Just over three years ago, in March 2016, artificial intelligence leaped across a once-formidable hurdle: AlphaGo—DeepMind’s advanced AI— beat world champion Lee Sedol at Go, a game many thought that no AI could learn.
It was a stunning victory that launched the steady march of AI progress in replacing us. Or did it? Stay for the second act:
When Facebook attempted to replicate AlphaGo, the system developed by Alphabet’s DeepMind to master the ancient game of Go, the researchers appeared exhausted by the task. The vast computational requirements—millions of experiments running on thousands of devices over days—combined with unavailable code, made the system ‘very difficult, if not impossible, to reproduce, study, improve upon, and extend,’ they wrote in a paper published in May.Gregory Barber, “Artificial Intelligence Confronts a Reproducibility Crisis” at Wired
The Facebook team did eventually succeed in replicating AlphaGo’s success. But their difficulty exposes a problem with Deep Learning-based AI: reproducibility.
In science, only reproducible results are considered to add to knowledge. If no one can reproduce your results, did you discover something new or did you just get lucky?

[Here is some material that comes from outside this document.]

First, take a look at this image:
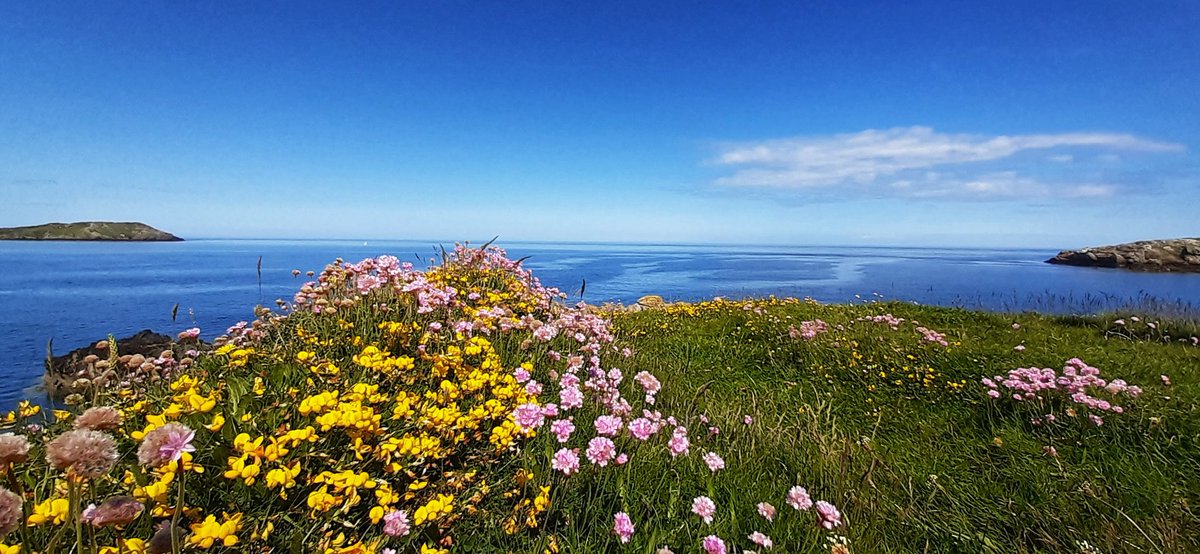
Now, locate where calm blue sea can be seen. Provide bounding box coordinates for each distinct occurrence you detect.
[0,240,1200,410]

For example, when researcher Joelle Pineau — a McGill University professor of computer science—asked her students to replicate the results from another lab, they succeeded only after they had “tried some ‘creative manipulations’ that didn’t appear in the other lab’s paper.”
The random core—from the order in which training data is provided to the unpredictable stochastic elements within the algorithms of Deep Learning-based AI—almost guarantees attempts to exactly reproduce results will fail. Further, the volume of data and possible “hand-tuning” work against replication.
While no one doubts that the researchers are achieving what their papers claim, when others cannot reproduce those results, it is no longer possible to either verify or even improve those systems, given the high level of chance results.
Failure to replicate results stymies AI research. Sure, we can measure how successfully a system might, say, identify a photo of a cat from a known image set. But how well will it handle the next image? Without verification and replication, no one can say.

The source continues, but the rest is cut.